A white woman has been arrested for fatally shooting her neighbour, a Black mother of four, in what Florida officials described as the violent culmination of a two-year feud.
Ocala resident Susan Louise Lorincz, 58, was taken into custody on Tuesday on charges of manslaughter with a firearm, culpable negligence, battery and two counts of assault in the death of Ajike Owens, 35, Marion County Sheriff Billy Woods said in a statement.
The sheriff said Owens was shot through the front door moments after going to Ms Lorincz’s apartment on Friday night (2 June) in response to the latter allegedly yelling at her children as they played in a nearby lot and throwing a pair of rollerskates that hit one of the children.
Deputies responding to a trespassing call at the apartment found Owens suffering from gunshot wounds. She later died in hospital.
Prominent civil rights attorney Ben Crump, who is representing Owens’ family, alleged that Ms Lorincz had been yelling racial slurs at the children but that has not been confirmed by the sheriff’s office.

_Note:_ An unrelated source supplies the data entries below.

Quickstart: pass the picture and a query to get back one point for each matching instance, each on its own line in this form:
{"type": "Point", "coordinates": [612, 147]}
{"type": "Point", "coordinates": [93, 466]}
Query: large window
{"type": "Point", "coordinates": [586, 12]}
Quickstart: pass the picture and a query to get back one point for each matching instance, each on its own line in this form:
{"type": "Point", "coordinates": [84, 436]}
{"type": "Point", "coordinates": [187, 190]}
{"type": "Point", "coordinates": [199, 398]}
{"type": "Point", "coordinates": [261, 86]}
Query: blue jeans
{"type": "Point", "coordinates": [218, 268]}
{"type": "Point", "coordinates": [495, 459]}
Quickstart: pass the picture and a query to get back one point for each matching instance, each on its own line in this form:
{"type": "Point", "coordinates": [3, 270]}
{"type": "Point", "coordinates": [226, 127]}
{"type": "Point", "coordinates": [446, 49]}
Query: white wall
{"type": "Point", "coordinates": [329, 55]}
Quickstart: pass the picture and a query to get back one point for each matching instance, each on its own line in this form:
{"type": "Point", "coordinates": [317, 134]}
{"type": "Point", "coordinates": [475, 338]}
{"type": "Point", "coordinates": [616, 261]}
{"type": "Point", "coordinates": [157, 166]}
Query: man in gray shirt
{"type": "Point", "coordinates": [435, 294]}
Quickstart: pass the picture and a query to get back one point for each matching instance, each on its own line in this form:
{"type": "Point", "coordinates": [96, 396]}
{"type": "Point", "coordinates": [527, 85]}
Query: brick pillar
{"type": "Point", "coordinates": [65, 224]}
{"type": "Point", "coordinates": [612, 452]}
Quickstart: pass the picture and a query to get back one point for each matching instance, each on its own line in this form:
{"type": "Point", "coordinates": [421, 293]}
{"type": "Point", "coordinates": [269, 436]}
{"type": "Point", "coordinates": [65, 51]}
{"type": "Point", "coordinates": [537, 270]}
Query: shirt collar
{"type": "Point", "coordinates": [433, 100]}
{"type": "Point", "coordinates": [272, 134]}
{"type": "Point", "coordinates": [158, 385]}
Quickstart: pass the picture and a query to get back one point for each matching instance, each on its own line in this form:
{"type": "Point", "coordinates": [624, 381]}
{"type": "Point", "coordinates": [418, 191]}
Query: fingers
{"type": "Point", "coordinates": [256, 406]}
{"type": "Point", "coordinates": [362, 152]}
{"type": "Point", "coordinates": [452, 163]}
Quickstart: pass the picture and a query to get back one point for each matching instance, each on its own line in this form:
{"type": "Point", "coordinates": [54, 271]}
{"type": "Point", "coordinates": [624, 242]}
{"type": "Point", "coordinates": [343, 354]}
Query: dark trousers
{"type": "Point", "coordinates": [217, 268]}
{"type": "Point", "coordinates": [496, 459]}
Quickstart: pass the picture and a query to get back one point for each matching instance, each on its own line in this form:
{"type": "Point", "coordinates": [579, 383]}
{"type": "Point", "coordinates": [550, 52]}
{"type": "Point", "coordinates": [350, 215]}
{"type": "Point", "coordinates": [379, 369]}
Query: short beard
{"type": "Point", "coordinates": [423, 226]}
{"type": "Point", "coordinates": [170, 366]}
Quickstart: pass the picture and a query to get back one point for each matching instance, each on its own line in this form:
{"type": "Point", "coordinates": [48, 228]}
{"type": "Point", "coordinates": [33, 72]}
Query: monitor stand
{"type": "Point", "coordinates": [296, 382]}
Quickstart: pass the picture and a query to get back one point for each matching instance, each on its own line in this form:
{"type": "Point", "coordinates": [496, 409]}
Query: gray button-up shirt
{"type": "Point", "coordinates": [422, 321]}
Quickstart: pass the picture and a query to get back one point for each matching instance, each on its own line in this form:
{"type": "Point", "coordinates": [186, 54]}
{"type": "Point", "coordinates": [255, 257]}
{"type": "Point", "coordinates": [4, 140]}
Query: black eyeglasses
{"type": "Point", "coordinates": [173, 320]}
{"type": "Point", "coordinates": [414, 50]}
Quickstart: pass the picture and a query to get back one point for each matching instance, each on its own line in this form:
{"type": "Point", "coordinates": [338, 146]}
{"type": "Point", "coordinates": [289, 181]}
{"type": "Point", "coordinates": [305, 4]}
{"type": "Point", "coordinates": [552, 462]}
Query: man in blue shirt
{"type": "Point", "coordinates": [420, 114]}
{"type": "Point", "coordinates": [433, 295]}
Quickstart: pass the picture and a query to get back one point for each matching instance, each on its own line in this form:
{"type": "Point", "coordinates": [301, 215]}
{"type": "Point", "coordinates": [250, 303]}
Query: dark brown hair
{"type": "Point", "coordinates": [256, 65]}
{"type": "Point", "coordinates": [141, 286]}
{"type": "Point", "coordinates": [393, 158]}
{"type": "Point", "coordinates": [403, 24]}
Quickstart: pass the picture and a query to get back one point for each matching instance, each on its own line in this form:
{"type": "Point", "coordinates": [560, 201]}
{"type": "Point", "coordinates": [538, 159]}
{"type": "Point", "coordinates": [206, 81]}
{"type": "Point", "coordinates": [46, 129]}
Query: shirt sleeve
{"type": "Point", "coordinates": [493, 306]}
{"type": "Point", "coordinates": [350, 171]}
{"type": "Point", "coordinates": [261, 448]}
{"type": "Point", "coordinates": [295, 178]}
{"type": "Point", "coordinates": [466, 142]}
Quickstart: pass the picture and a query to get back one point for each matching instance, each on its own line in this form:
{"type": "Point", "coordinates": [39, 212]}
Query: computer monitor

Lauren Smith, 40, who lives across the street said was on her porch that day and saw one of Owens’ young sons pacing and shouting: “They shot my mama, they shot my mama.”
She ran toward the house and started chest compressions on the stricken Owens until a rescue crew arrived.
Ms Smith said there had not been an altercation and that Owens did not have a weapon.
“She was angry all the time that the children were playing out there,” the witness said, referring to Ms Lorincz. “She would say nasty things to them. Just nasty.”
Sheriff Woods said that, since January 2021, deputies had responded to at least half a dozen calls in connection with what police described as feuding between Ms Lorincz and Owens.
“There was a lot of aggressiveness from both of them, back and forth,” the sheriff said Lorincz had told investigators.
“Whether it be banging on the doors, banging on the walls and threats being made. And then at that moment is when Ms Owens was shot through the door.”
The authorities had come under pressure to arrest and charge Ms Lorincz over the incident, once more threatening to drag the state’s divisive “stand your ground” law back into the spotlight, but Sheriff Woods insisted that law had no relevance to this particular case, which he said was “simply a killing”.
Ms Lorincz has claimed that she acted in self-defence and that Owens had been trying to break down her door prior to the shooting and that her late neighbour had previously attacked her.
After collecting eyewitness statements as part of their investigation, detectives were able to establish that Ms Lorincz’s actions were not justifiable under Florida law, the sheriff’s office said in its statement.
At a vigil on Monday, Owens’ mother, Pamela Dias, said that she was seeking justice for her daughter and her grandchildren.
“My daughter, my grandchildren’s mother, was shot and killed with her nine-year-old son standing next to her,” she said. “She had no weapon. She posed no imminent threat to anyone.”
An estimated three dozen mostly Black protesters gathered outside the Marion County Judicial Center on Tuesday to demand that the shooter be arrested in the country’s latest flashpoint over race and gun violence.
Chief prosecutor and state attorney William Gladson came out to meet with demonstrators and urged them to remain patient and wait for the investigation to be concluded.
“If we are going to make a case we need as much time and as much evidence as possible,” Mr Gladson told them. “I don’t want to compromise any criminal investigation and I’m not going to do that.”
Also on Tuesday, a stuffed teddy bear and bouquets were placed in commemoration near the area where Owens was shot as protesters chanted “No justice, no peace” and “A.J. A.J. A.J”, a reference to the deceased’s nickname.
Placards read: “Say her name Ajike Owens” and “It’s about us.”
Outside, the Reverend Bernard Tuggerson said the Black community in Ocala has suffered injustices for years.
“Marion County is suffering and needs to be healed completely,” he said. “If we don’t turn from our wicked ways of the world, it’s going to be an ongoing problem. We want answers.”